Updated: Mar 23, 2023


What is LEAD Agency doing right now? We are deeply into surveys.

The word survey can be both a noun and a verb, since a survey can be a thing for a person to complete by answering questions or one can conduct a survey by asking the questions which will be answered.

Surveys can consist of a series of queries that will result in a whole stacks of answers to then have assembled, correlated and crunched into data that will in our case let the city, the county, or the tribes know how people, who may include the readers, feel about flooding or actually what those who have flooded have experienced. How many times and the ultimate question, what do you want or need help doing or what kinds of financial assistance would make your flood experience become a nightmare you won't have to experience again.

LEAD's survey team is assembled and will be spreading out in the previously flooded areas of Miami and outskirts to include Dotyville and Eastgate.

A survey takes time. Your time and our surveyors. If they miss you, they will leave a note letting you know they have tried to find you at home. If you find one of these, respond when you are able and schedule a convenient time for your surveyor to return. The team will offer you a flashdrive with LEAD's Flood Map and ways to deal with the risks we face living in a superfund site. Your flood story may become part of Air-Water-Work oral history project.

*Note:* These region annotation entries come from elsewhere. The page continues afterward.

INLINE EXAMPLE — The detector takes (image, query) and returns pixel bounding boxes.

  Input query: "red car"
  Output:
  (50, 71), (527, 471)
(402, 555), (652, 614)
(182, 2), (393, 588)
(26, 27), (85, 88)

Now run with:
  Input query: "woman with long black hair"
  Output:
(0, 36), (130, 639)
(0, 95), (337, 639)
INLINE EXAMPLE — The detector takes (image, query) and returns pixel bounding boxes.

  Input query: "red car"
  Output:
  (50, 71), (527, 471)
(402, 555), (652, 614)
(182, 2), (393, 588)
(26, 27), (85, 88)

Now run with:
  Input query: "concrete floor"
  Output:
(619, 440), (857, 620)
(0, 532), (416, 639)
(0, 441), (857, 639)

The other survey we are conducting also deals with water. Not what floods, but what is drawn from the ground from the individual drinking water wells of residents living north of Peoria, OK, to the Kansas border and east to Missouri's. These wells will be sampled either by Indian Health Service or the Oklahoma Department of Environmental Quality. The plume of mine water in the Boone Aquifer tainted from lead and zinc mining may be moving and these agencies want to check each well for heavy metals we know can be harmful to human health. What LEAD Agency is doing is a quick survey of these residents asking if they want their wells sampled and if so to assess who will do it. If a person with a CDIB card owns or lives in the home, Indian Health Services will conduct the sample, otherwise, DEQ will collect it. It is a slow process, but all of the people we have met understand that water is life and they want to make sure their water is safe, so it has been a 100% positive if their dogs allow us to get to the front door!

I would like to say, the delight for me personally has been to have doors swing open and people to step out onto their front step to meet for the first time, or as today, find a parent of my former students and learn what's happened since their children were part of my life, with some celebrations, but also some, sadly, tragedies.

These surveys bring us together. Each allows your choices, your answers to be recorded. Think of these as equalizers. None are better than another. We believe the answers will empower our city, county and tribes to speak more clearly on your behalf. Both of these surveys give you a voice to be heard, to be valued by local, state and federal agencies.

Over the summer I had a rare occasion to speak not for myself but to be the voice for Tar Creek, to express what had happened to her, what beliefs and regrets she could be feeling. Aaron Gibson was a graduate student twenty years ago who did his thesis on chat in our superfund site. He never got this place out of his mind. He had the idea to make a short 3 minute Super 8 film, and he created what I believe will become a classic, entitled: Take Care, Tar Creek.

He sent the link to view it this evening and I turned up the volume because Tar Creek, didn't speak loudly. But her message was clear, this stuff she carries is loaded with the lead essential to the war effort, that has poisoned our children and can harm us. Everyone near a creek, stream or a river must speak up for that water because essential elements may lie beneath. "There is in each of us, the right to life and what's been forgotten is water its self is life." Tar Creek affirmed we should all mobilize to protect our water, ending with the message that we must holler loudly, that, "This is your moment."

I believe it is yours. Holler loudly and complete these surveys.